La filière équine, riche de sa diversité mais encore très fragile
La France est le premier pays de trotteurs et le sixième pays producteur de pur-sang dans le monde. © pixabay

Au dernier pointage datant de 2020, la France compte 1 024 000 équidés dont plus de 100 000 en Normandie, Nouvelle-Aquitaine, Auvergne Rhône-Alpes et Pays de la Loire. Deux tiers sont des chevaux de selle et des poneys. Troisième région de France en nombre de saillies réalisées par les étalons en 2020 (7 761), Auvergne Rhône-Alpes en recense 929 en activité, majoritairement dans les départements du Cantal et de Haute-Loire, avec une prépondérance de races de chevaux de trait. La région est aussi la quatrième de France en termes de naissances (5 484 naissances immatriculées en 2020), et la première productrice de chevaux de trait. Elle est le berceau de trois races : le cheval du Vercors de Barraquand, le cheval d’Auvergne et l’âne du Bourbonnais. Elle représente plus de 90 % de la production nationale pour ces trois races.
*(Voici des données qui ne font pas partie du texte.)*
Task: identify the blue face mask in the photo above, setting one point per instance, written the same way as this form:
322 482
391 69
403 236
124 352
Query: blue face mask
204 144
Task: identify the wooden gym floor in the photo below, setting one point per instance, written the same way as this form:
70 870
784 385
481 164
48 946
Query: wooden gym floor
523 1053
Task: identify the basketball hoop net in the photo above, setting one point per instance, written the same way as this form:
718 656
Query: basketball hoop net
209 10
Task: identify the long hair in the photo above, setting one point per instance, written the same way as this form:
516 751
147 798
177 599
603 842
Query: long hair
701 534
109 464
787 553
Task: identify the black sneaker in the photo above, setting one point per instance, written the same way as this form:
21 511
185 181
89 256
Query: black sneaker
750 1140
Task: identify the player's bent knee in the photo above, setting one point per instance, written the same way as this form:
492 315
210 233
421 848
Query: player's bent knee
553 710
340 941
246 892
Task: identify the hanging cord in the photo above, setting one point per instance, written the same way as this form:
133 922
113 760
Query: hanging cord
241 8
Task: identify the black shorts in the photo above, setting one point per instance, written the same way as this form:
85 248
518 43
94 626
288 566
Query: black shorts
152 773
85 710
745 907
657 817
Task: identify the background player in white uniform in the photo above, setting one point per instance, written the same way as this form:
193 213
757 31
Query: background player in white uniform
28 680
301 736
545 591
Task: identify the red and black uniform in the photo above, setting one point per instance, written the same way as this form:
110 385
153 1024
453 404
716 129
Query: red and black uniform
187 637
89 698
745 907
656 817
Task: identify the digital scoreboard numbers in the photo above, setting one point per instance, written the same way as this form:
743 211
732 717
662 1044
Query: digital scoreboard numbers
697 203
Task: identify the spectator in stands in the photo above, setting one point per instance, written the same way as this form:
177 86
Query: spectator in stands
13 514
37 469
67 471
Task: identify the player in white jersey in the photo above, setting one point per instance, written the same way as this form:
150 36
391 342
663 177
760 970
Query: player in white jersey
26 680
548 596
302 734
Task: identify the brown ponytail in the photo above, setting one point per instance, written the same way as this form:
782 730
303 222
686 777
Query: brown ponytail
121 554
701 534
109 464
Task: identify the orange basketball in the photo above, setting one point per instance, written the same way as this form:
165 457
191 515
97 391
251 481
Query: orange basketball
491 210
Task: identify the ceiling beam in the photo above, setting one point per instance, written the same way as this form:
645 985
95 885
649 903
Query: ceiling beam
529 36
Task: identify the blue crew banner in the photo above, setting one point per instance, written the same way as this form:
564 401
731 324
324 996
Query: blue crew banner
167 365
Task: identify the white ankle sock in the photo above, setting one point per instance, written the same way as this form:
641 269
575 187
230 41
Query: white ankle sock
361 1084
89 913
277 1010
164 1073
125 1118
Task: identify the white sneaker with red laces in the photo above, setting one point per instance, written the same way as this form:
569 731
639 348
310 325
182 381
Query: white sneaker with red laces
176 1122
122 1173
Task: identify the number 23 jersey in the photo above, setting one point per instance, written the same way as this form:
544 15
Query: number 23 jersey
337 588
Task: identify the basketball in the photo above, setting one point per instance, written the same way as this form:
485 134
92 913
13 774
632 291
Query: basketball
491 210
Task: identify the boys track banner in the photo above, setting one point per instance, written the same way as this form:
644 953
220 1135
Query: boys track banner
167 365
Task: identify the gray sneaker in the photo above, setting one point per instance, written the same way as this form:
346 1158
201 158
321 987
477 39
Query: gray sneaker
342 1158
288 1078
Auvergne Rhône-Alpes, leader du tourisme équestre

Impossible de parler de chevaux sans parler de centres équestres. « Nous sommes le seul syndicat représentatif des centres équestres français », indique Philippe Audigé, président du groupement hippique national (GHN) regroupant cinq-mille établissements équestres français. « Aux côtés de l’association vétérinaire équine française (Avef), France Galop, la Fédération française d’équitation (FFE), la Fédération nationale du cheval (FNC) et Le Trot, nous avons signé en 2016 une charte pour le bien-être équin. Il est important pour nous tous que les fondamentaux soient respectés et que les dirigeants y soient vigilants », souligne-t-il. Le GHN travaille depuis trois ans avec les entraîneurs de trot et de galop à l’élaboration d’une convention collective commune afin de faciliter les passerelles professionnelles. Elle devrait aboutir d’ici début 2023. Auvergne Rhône-Alpes est la première région de tourisme équestre en France avec 9 963 cavaliers licenciés. Parmi les événements majeurs : le Grand régional de tourisme équestre, le Rallye Savoie Mont-Blanc, le Défi-nature, les Beaux dimanches, le Caval trophy et de nombreuses épreuves de techniques de randonnée équestres de compétition (Trec).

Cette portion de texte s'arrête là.